In 1986 I became a director at the Max-Planck Institute for Extraterrestrial Physics (MPE) in Garching, near Munich. At the time, I was quite unsure whether returning to Germany was the best choice. Berkeley was wonderful, Europe looked pretty un-dynamic. However, I never regretted it. The older I get the more I am grateful to the Max-Planck Society (MPG) for providing such an absolutely wonderful opportunity to pursue basic research at a top level with so few strings attached. Outside the MPG, our research programme in the last twenty years, including the work for which I am being honoured by the Shaw Prize, would not have been possible.

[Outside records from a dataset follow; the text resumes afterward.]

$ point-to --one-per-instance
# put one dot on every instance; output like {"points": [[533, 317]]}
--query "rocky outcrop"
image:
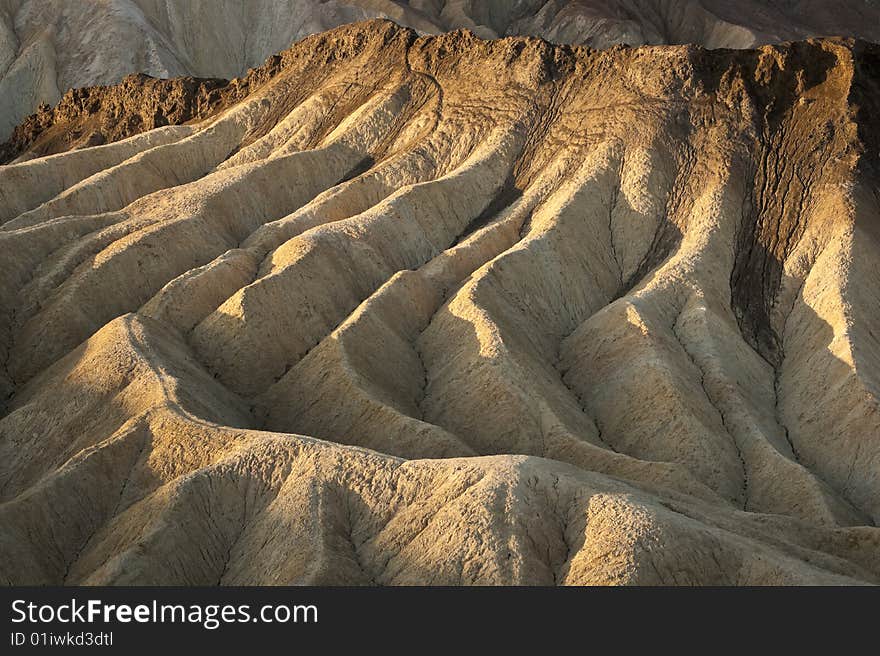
{"points": [[433, 309], [50, 46]]}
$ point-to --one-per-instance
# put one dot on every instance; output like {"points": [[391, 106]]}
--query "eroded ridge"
{"points": [[443, 310]]}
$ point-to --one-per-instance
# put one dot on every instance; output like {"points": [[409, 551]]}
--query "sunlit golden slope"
{"points": [[443, 310]]}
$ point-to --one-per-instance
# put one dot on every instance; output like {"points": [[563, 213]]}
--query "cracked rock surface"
{"points": [[403, 309], [50, 46]]}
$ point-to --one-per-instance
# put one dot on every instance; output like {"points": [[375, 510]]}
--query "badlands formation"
{"points": [[50, 46], [402, 309]]}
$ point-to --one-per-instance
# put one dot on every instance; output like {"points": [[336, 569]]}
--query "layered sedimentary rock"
{"points": [[432, 309], [50, 46]]}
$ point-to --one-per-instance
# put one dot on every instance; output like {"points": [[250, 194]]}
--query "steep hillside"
{"points": [[435, 309], [50, 46]]}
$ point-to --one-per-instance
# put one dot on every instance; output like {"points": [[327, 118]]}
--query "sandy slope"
{"points": [[443, 310], [50, 46]]}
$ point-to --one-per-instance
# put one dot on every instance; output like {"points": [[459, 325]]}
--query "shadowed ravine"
{"points": [[441, 310]]}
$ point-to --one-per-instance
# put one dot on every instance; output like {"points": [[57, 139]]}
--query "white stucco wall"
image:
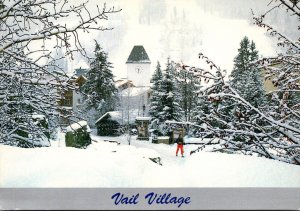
{"points": [[139, 78]]}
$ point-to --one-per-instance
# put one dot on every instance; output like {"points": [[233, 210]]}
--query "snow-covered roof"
{"points": [[143, 118], [135, 91], [77, 125], [81, 65], [138, 55], [120, 117], [121, 82]]}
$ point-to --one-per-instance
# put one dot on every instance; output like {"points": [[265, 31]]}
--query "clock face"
{"points": [[138, 69]]}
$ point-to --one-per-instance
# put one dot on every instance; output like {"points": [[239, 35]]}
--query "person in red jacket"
{"points": [[180, 144]]}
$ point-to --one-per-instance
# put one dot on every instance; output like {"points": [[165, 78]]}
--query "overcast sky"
{"points": [[183, 28]]}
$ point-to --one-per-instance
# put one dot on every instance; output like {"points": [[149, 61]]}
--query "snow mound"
{"points": [[105, 164]]}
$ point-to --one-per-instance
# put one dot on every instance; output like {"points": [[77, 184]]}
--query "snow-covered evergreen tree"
{"points": [[245, 77], [100, 87], [170, 95], [156, 98], [29, 92], [188, 85]]}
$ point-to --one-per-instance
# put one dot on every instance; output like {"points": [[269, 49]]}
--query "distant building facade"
{"points": [[138, 66]]}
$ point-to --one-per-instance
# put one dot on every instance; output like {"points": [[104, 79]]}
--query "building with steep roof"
{"points": [[138, 66]]}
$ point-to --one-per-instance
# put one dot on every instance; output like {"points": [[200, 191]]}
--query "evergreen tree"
{"points": [[170, 96], [188, 85], [245, 77], [155, 101], [100, 87]]}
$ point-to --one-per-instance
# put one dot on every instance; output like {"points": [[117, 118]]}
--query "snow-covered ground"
{"points": [[106, 164]]}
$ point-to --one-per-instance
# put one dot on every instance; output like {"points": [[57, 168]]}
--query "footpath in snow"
{"points": [[106, 164]]}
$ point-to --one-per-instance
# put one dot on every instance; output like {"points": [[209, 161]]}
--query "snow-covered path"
{"points": [[166, 152], [104, 164]]}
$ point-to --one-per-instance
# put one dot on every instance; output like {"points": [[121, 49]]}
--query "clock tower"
{"points": [[138, 66]]}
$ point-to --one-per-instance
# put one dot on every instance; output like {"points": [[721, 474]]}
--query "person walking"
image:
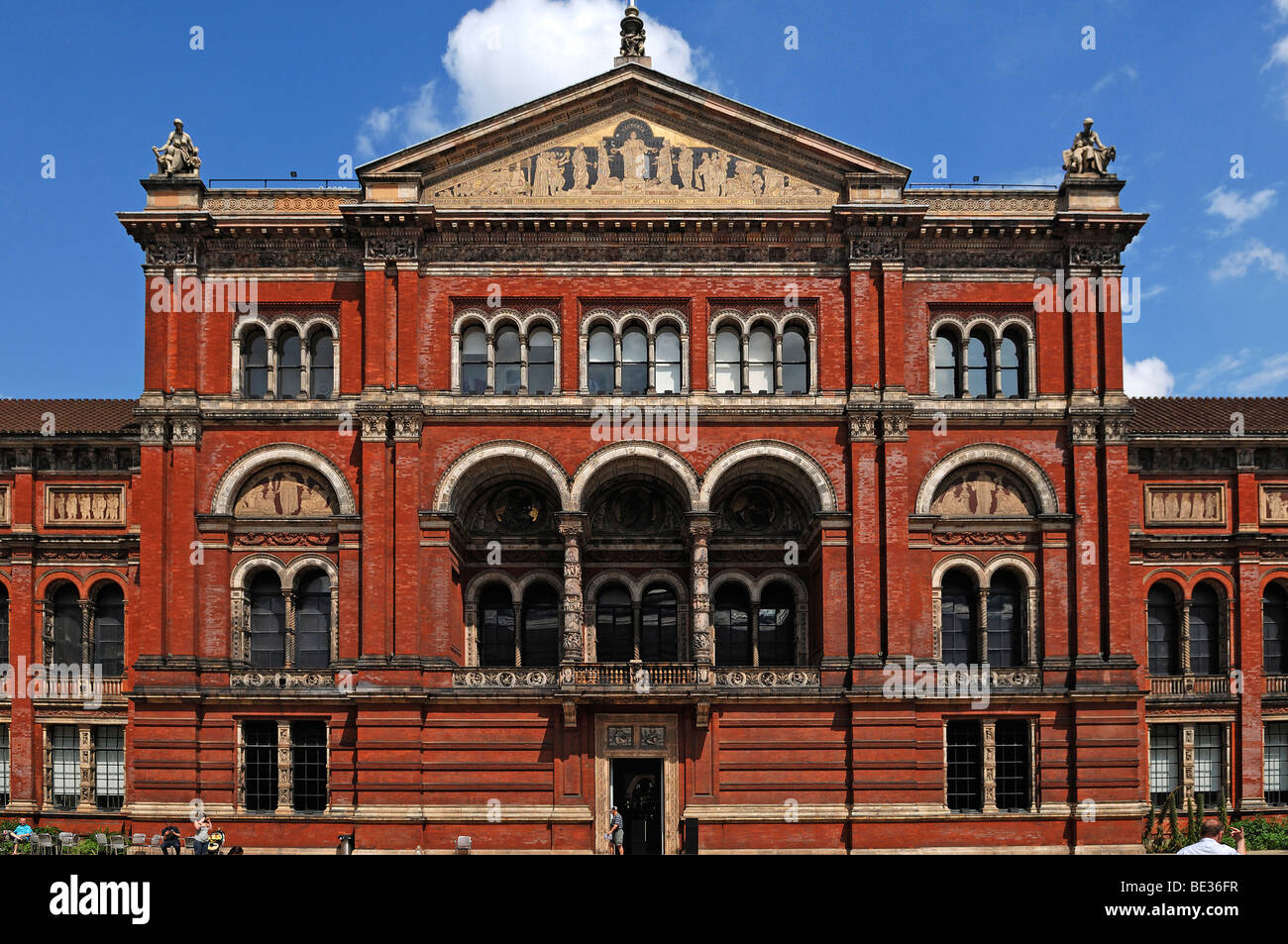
{"points": [[1211, 842], [616, 832], [202, 839]]}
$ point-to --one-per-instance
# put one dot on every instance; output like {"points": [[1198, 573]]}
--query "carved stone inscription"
{"points": [[630, 159], [286, 491], [1167, 505], [85, 505]]}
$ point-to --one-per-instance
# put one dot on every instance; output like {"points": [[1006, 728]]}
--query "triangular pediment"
{"points": [[632, 138]]}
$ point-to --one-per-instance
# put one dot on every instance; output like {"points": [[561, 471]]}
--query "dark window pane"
{"points": [[1274, 626], [614, 635], [958, 630], [1205, 631], [322, 366], [658, 625], [313, 621], [541, 626], [733, 626], [267, 622], [965, 767], [1013, 765], [1164, 636], [290, 365], [261, 763], [308, 767], [110, 631], [1005, 621], [496, 627]]}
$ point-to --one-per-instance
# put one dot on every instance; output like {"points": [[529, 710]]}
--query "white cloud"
{"points": [[516, 51], [1147, 377], [1256, 253], [544, 46], [1236, 209]]}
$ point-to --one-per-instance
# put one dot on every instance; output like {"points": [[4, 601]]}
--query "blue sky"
{"points": [[997, 88]]}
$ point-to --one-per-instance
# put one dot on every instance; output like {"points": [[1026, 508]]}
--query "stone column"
{"points": [[574, 633], [702, 643]]}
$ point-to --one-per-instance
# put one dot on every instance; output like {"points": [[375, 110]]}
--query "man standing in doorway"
{"points": [[616, 832]]}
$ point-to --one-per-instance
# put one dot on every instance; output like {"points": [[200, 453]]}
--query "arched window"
{"points": [[267, 622], [733, 625], [658, 625], [290, 365], [795, 361], [1274, 627], [540, 626], [1164, 635], [321, 365], [509, 361], [496, 626], [4, 623], [600, 361], [760, 361], [110, 630], [614, 634], [728, 361], [978, 357], [256, 365], [945, 365], [666, 368], [67, 626], [1014, 380], [1005, 620], [958, 623], [541, 362], [634, 361], [313, 621], [1205, 630], [776, 626], [475, 360]]}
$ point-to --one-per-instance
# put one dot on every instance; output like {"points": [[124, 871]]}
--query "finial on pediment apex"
{"points": [[632, 40]]}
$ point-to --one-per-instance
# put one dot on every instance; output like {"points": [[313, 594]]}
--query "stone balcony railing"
{"points": [[640, 678], [1189, 685]]}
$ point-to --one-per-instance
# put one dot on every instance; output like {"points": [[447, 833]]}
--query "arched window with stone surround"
{"points": [[1205, 630], [267, 621], [732, 620], [601, 361], [1274, 630], [475, 360], [496, 626], [108, 629], [321, 365], [1163, 631], [958, 620], [614, 630], [256, 365], [313, 620]]}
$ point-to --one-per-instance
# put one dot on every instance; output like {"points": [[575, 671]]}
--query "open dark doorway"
{"points": [[636, 786]]}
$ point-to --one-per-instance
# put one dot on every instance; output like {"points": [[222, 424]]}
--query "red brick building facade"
{"points": [[639, 447]]}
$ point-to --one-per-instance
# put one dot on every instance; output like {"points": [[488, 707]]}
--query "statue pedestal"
{"points": [[174, 192], [1089, 193]]}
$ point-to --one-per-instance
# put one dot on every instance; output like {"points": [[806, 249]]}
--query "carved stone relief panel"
{"points": [[286, 491], [983, 491], [85, 505], [1173, 505]]}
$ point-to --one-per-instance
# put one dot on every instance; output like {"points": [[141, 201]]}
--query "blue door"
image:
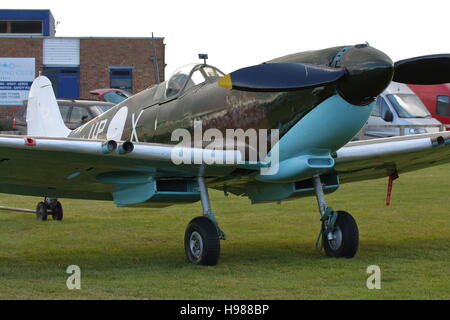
{"points": [[65, 81]]}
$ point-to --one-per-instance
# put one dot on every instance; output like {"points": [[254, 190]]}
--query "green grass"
{"points": [[270, 254]]}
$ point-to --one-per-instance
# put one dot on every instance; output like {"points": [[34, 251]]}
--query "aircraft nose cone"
{"points": [[369, 72]]}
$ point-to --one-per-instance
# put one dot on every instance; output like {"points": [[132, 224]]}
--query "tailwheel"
{"points": [[41, 211], [202, 242], [57, 212], [343, 240]]}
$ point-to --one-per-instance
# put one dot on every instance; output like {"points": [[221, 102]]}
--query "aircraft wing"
{"points": [[87, 169], [377, 158]]}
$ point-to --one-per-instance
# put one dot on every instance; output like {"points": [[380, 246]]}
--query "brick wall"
{"points": [[96, 55]]}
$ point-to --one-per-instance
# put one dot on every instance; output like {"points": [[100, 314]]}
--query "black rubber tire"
{"points": [[41, 211], [57, 212], [207, 230], [350, 237]]}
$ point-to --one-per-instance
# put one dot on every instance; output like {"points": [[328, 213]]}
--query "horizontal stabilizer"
{"points": [[280, 77], [432, 69]]}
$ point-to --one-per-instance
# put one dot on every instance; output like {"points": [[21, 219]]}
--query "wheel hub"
{"points": [[335, 238], [196, 244]]}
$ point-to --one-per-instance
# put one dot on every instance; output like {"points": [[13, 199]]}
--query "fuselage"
{"points": [[151, 116]]}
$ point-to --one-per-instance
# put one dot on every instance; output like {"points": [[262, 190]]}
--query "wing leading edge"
{"points": [[377, 158]]}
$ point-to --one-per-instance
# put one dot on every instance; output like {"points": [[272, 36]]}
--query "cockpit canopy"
{"points": [[189, 76]]}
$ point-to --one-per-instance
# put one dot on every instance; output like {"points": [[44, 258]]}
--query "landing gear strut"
{"points": [[50, 206], [339, 232], [203, 235]]}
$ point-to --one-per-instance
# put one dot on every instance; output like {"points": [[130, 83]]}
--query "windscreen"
{"points": [[408, 106]]}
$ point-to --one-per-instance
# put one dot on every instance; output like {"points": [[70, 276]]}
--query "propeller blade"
{"points": [[432, 69], [273, 77]]}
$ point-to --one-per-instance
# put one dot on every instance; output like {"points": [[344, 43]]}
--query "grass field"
{"points": [[270, 254]]}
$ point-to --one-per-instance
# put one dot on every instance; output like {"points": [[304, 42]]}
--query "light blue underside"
{"points": [[306, 148]]}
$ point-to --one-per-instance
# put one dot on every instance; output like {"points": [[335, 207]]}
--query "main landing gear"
{"points": [[339, 232], [50, 206], [203, 235]]}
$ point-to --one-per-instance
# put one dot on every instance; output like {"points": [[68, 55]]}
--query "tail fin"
{"points": [[43, 115]]}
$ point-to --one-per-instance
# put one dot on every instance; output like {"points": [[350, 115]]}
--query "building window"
{"points": [[21, 27], [443, 106], [121, 78]]}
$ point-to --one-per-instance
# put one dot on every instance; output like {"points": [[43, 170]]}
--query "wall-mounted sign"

My interest in the question of whether the Galactic nucleus harbours a black hole goes back to the Berkeley period. Townes and his group (including myself) had concluded from the motions of interstellar gas in the vicinity of the compact central radio source SgrA* that there was a non-stellar central mass concentration of about four million solar masses, most likely in the form of a massive black hole. Few others were persuaded by the evidence, however.
At MPE we made the quest for the black hole in the Galactic Center one of our central research themes, others being studies of active galactic nuclei and of the evolution of galaxies in the early Universe. To exclude other possible explanations of the mass concentration we needed to make dynamical measurements much closer to SgrA*. For this purpose, we developed a series of ever more powerful instruments exploiting high resolution imaging and spectroscopy in the near-infrared, including the novel technique of adaptive optics. We used these instruments for increasingly more precise observations of the motions of stars in the vicinity of SgrA*, initially (starting 1991) at the 3.5m New Technology Telescope and since 2002, at the 8m Very Large Telescope (VLT) of the European Southern Observatory (ESO). The excellent collaboration with ESO was one of the cornerstones for our success, for which I am very grateful. ESO and the VLT are an exemplary success story of European cooperation. Another key element was the ingenuity, dedication and outstanding capabilities of the members of our entire MPE team. I would like to mention especially Andreas Eckart, Frank Eisenhauer, Dieter Lutz, Albrecht Poglitsch and Linda Tacconi.
From the stellar dynamics evidence, in conjunction with very long baseline radio interferometry observations of SgrA* by Mark Reid and others, we can now conclude, after almost twenty years of research, that the central mass of four million solar masses must indeed be a massive black hole, beyond any reasonable doubt. A second team led by Andrea Ghez at UCLA carried out similar observations with the Keck telescope on Mauna Kea and independently came to exactly the same conclusions. Nature was good to us and our perseverance paid off! Considering the Galactic Center a laboratory for studying phenomena that are occurring also in most other galactic nuclei, this result takes on a broader relevance. It is now widely believed that the dark mass concentrations found in many galaxies, including the spectacular quasars, probably are all massive black holes accreting gas in various amounts. The formation and evolution of massive black holes and of their host galaxies appear to be intimately connected. Their symbiotic relationship started when the Universe was less than 1 billion years old.
It has been a privilege for me to be able to actively contribute in a little way to this remarkable and completely unexpected story. It has been (and continues to be) a lot of fun!